Pour son premier long-métrage, le cinéaste norvégien Roar Uthaug isole cinq amis dans la montagne avec un tueur psychopathe…
FRITT VILT
2006 – NORVÈGE
Réalisé par Roar Uthaug
Avec Ingrid Bolsø Berdal, Rolf Kristian Larsen, Tomas Alf Larsen, Endre Martin Midtstigen, Viktoria Winge
THEMA TUEURS
Alors qu’il est encore lycéen, Roar Uthaug réalise déjà des courts-métrages avec des tueurs psychopathes armés de haches. C’est dire s’il a le cinéma d’horreur et les slashers dans le sang. Formé à la production vidéo dans le comté d’Akershus puis à la réalisation dans l’école de cinéma norvégienne de Lillehammer, il fait beaucoup parler de lui grâce à son film de fins d’études The Martin Administration et s’apprête à se lancer dans le format long. Après s’être rôdé pendant quelques années via la réalisation de films publicitaires et de clips musicaux pour la compagnie Fantefilm, il initie Cold Prey, dont le titre original Fritt Vilt pourrait se traduire par « la saison est ouverte » (sous-entendu la saison de la chasse). Pour un premier film, Uthaug ne choisit pas la facilité. Le lieu de tournage étant situé dans un hôtel de ski de Jotunheimen, dont les routes d’accès sont impraticables pendant les trois mois les plus rudes de l’hiver (et où la température atteint facilement les -25 degrés celcius), tout le matériel est acheminé en motoneige et l’équipe s’y installe nuit et jour pendant sept semaines. Voilà qui renforce les liens. Tous les murs sont peints de couleur sombre pour donner le sentiment que les lieux sont abandonnés depuis des années, puis remis dans leur état d’origine juste avant que les clients ne réintègrent l’hôtel le lendemain du dernier jour de tournage.
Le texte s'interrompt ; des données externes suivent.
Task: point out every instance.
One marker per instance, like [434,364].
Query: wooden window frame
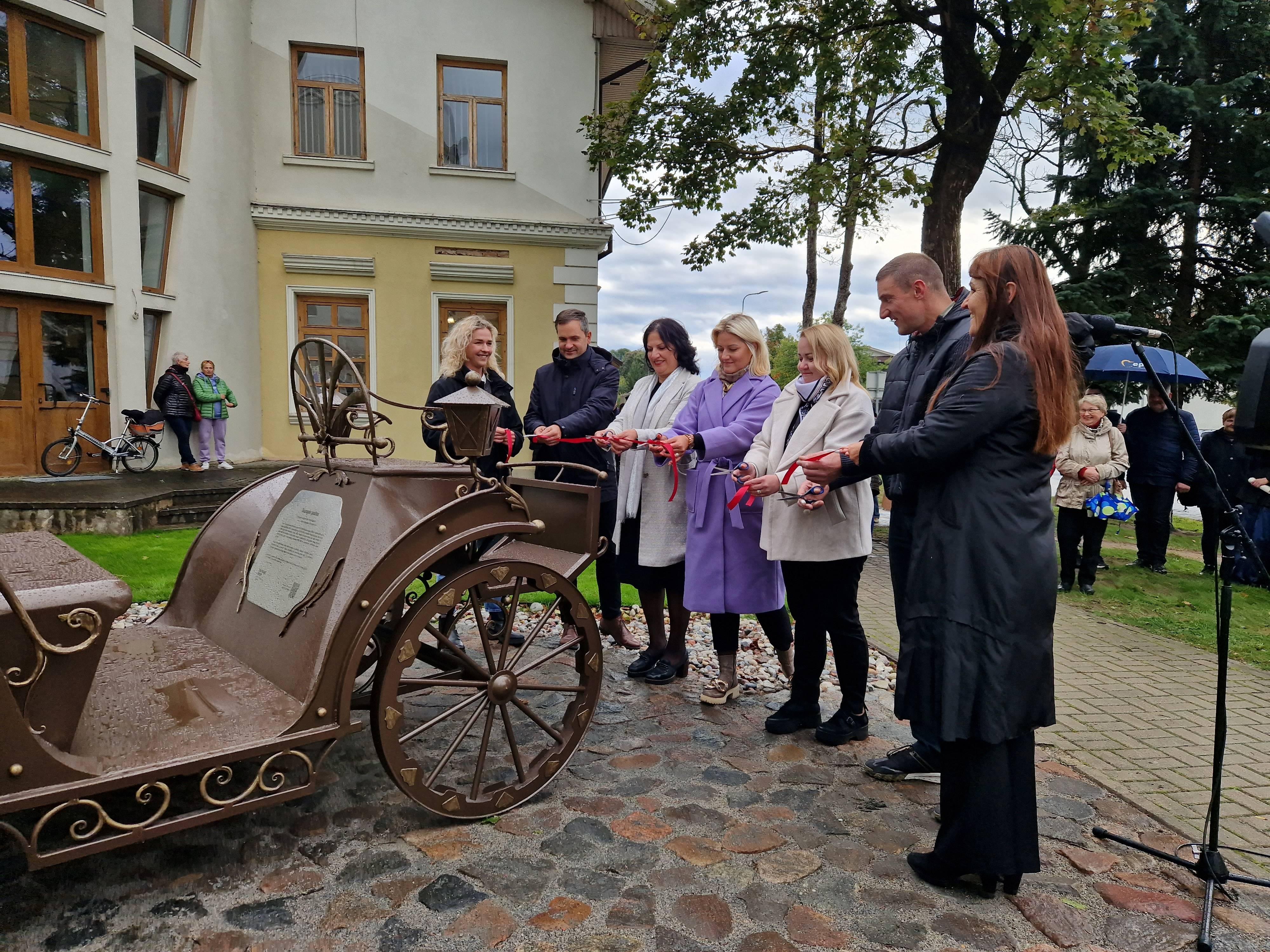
[25,227]
[167,29]
[167,238]
[333,332]
[176,133]
[297,84]
[20,95]
[472,112]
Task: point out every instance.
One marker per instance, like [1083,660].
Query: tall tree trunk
[1188,261]
[848,219]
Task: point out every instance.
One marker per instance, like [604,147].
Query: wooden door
[495,313]
[50,354]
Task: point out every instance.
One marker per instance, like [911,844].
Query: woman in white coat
[652,530]
[821,552]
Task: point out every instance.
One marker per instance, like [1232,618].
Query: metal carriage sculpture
[324,591]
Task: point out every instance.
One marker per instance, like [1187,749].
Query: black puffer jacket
[581,398]
[175,394]
[979,620]
[509,420]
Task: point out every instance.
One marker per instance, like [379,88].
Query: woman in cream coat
[652,530]
[821,552]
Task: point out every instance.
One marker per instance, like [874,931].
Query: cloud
[645,281]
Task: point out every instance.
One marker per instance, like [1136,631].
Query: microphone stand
[1208,865]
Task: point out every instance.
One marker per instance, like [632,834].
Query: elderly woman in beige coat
[821,552]
[652,529]
[1094,455]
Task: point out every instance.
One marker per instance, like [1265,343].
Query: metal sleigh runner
[328,590]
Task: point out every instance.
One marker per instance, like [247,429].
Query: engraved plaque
[294,552]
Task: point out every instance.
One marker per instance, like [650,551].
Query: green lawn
[149,563]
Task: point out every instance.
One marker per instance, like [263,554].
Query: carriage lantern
[472,416]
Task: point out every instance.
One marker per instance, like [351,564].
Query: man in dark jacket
[573,397]
[1161,464]
[175,395]
[912,294]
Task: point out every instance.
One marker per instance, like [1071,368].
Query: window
[50,223]
[161,101]
[171,22]
[48,77]
[328,93]
[342,321]
[473,115]
[495,313]
[153,324]
[156,229]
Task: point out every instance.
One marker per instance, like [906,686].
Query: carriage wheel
[476,732]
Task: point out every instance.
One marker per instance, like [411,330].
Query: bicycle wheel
[147,455]
[62,458]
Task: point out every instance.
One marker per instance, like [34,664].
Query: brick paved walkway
[1136,714]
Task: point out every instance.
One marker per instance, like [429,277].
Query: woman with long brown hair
[979,625]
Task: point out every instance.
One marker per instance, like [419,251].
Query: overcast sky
[642,282]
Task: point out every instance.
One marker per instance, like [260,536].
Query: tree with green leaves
[1169,244]
[951,69]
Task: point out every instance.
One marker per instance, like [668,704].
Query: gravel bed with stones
[676,828]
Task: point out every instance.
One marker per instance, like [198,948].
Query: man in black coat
[573,397]
[912,294]
[1161,464]
[175,395]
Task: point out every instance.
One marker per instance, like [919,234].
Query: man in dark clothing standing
[175,395]
[912,294]
[576,395]
[1161,464]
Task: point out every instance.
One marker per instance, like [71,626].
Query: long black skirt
[989,808]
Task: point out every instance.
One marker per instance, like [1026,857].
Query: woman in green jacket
[215,400]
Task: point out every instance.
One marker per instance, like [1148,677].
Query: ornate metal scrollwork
[84,619]
[223,775]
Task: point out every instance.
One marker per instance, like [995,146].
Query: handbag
[1111,506]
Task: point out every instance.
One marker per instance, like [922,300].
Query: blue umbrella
[1120,364]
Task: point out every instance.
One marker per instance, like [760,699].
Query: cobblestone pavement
[1136,714]
[678,828]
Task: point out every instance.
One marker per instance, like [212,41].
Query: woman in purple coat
[728,573]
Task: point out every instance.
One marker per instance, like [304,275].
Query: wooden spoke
[482,629]
[485,748]
[510,625]
[457,742]
[529,639]
[548,657]
[511,742]
[534,717]
[575,689]
[416,732]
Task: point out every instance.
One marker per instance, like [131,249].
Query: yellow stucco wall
[403,336]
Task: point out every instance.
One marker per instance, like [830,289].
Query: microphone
[1107,329]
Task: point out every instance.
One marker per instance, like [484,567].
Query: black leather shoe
[664,672]
[643,664]
[793,718]
[843,728]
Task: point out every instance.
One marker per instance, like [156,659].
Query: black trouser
[1215,521]
[606,568]
[726,629]
[1080,544]
[900,546]
[1154,521]
[822,598]
[182,427]
[989,808]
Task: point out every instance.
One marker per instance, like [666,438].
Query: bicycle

Dans les montagnes reculées de Jotunheimen, un garçon au visage marqué par une tache de naissance tente de fuir une mystérieuse entité dans le blizzard, mais il est finalement rattrapé et enterré vivant dans la neige. Voilà comment commence Cold Prey. Des années plus tard, cinq jeunes Norvégiens — Jannicke, son petit ami Eirik, Mikal, Ingunn et Morten Tobias — se rendent sur le même site pour des vacances sportives à base de descentes en snowboard. En cherchant à éviter les foules, ils se retrouvent dans une partie isolée de la montagne. Leur escapade tourne mal lorsque Morten Tobias se casse la jambe à cause d’une chute. Jannicke s’efforce de prendre les choses en main, mais elle se rend compte qu’ils seront incapables de s’occuper correctement de lui en plein air, d’autant qu’ils n’ont aucun réseau pour appeler de l’aide. Quant à leur voiture, elle est garée bien trop loin pour qu’il puisse l’atteindre avant la nuit. En partant explorer les alentours, ils tombent sur un gîte abandonné. Pensant y trouver refuge, ils découvrent rapidement que l’endroit est loin d’être désert. Un colosse armé d’une pioche (qui n’est pas sans rappeler le tueur de Meurtres à la Saint Valentin) rôde en effet dans l’hôtel, prêt à les traquer et à les éliminer un par un.
Froid comme la mort
Le film se distingue d’abord par l’empathie que suscitent les protagonistes, plutôt attachants et moins stupides que les teenagers de la grande majorité des slashers. À l’exception du personnage principal, campé par Ingrid Bolsø Berdal qui écume déjà depuis un moment les plateaux de tournage en jouant quelques petits rôles ici et là (et qui se révèle ici très juste et particulièrement convaincante), tous les autres n’ont qu’une expérience de théâtre amateur derrière eux. Roar Uthaug les dirige sans fausse note, soignant par ailleurs avec minutie sa mise en scène, sa lumière et ses décors (dans lesquels il glisse quelques clins d’œil à Shining, comme la chambre 237). Le suspense final au milieu de la montagne enneigé est lui-même très réussi, offrant à Cold Prey un climax haletant. C’est donc du travail très bien fait. Revers de la médaille : ce premier long-métrage n’apporte rien de très nouveau au genre. Les situations ont toutes été déjà vues ailleurs, plusieurs gimmicks empruntent des voies bien connues (les fameuses ombres qui passent très vite à l’avant-plan, accompagnées d’un son tonitruant pour faire sursauter les spectateurs), bref Uthaug n’évite ni clichés ni lieux communs. La maîtrise de son travail et ses indiscutables qualités plastiques seront récompensés par un joli succès au box-office. Neuvième film le plus rentable de l’année 2006 en Norvège, Cold Prey aura droit à une suite deux ans plus tard.